NOTCHES: Why does this history matter today?

Reay: The history of sex will always matter, especially in the rather sexually conflicted USA. I am not at all confident that what I am doing will have any practical impact. It was a chastening experience writing an extended critique of sex addiction, Sex Addiction: A Critical History (2015), which, I might add, got quite extensive news coverage for an academic work, but which has had little discernible impact on this lazy concept. This mythical ailment is still resorted to as an easy explanation for what is deemed to be unacceptable sexual behaviour. So much for the practice.

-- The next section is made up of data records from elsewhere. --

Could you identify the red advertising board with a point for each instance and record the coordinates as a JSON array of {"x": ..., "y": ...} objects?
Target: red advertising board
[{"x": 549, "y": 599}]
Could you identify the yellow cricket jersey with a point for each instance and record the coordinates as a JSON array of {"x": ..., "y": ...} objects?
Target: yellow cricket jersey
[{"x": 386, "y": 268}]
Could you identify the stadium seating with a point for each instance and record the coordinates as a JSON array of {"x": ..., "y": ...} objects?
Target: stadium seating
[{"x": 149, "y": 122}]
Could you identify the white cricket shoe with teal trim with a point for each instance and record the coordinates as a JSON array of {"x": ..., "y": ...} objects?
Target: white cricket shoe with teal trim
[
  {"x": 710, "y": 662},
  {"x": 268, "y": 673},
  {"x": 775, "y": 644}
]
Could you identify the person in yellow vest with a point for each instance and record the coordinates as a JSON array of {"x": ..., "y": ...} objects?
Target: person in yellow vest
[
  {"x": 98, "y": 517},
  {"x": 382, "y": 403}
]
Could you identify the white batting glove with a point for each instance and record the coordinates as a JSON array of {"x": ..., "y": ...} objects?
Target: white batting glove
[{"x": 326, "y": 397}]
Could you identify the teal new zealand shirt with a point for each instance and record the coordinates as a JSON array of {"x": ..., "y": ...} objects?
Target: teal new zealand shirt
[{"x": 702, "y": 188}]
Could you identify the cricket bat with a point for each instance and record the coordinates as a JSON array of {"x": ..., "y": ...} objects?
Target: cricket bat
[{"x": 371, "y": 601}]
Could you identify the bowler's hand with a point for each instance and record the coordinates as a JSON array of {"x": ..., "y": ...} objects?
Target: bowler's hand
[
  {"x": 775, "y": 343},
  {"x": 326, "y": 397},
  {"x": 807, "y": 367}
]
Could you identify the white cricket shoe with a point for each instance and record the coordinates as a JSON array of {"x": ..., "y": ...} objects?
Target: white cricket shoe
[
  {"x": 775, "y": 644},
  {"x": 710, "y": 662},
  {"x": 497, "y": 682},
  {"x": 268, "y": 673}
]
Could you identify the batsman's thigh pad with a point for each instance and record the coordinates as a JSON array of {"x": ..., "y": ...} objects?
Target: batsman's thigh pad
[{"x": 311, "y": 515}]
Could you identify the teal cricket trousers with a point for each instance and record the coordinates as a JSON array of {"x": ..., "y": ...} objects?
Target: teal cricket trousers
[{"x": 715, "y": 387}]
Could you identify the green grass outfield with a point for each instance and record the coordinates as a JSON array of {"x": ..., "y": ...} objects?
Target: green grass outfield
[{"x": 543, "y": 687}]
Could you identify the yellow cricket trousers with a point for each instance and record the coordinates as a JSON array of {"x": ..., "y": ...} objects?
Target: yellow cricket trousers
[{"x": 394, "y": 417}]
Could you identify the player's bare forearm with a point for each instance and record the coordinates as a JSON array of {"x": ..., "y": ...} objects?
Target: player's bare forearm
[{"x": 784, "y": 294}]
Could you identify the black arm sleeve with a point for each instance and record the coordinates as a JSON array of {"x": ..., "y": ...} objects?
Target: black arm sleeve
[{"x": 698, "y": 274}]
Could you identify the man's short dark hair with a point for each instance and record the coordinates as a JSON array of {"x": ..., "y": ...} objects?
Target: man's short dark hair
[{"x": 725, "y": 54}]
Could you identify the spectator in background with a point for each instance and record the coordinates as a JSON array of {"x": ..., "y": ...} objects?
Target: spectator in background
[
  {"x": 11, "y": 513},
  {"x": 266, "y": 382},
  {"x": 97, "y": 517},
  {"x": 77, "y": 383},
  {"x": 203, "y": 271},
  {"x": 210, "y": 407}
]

In terms of theory, or rather thinking, I am a little more optimistic. Martha Nussbaum has defended the liberal arts in the US in terms of it encouraging critical and analytical thinking, the broadening of the imagination, and knowledge of other cultures. History does this, but it adds depth and perspective not always evident in other disciplines. That is what we historians do. It is important – for those other than readers of NOTCHES of course – to know that heterosexuality is as culturally and historically constructed as homosexuality. It is interesting that, say, casual sex has a history, or that masturbation has a complex history.

NOTCHES: Your book is published, what next?

Reay: I am nearing the completion of a book on American trans history.

Barry Reay holds the Keith Sinclair Chair in History at the University of Auckland, New Zealand. His more recent books include New York Hustlers: Masculinity and Sex in Modern America (2010); Sex before Sexuality: A Premodern History (2011); and Sex Addiction: A Critical History (2015).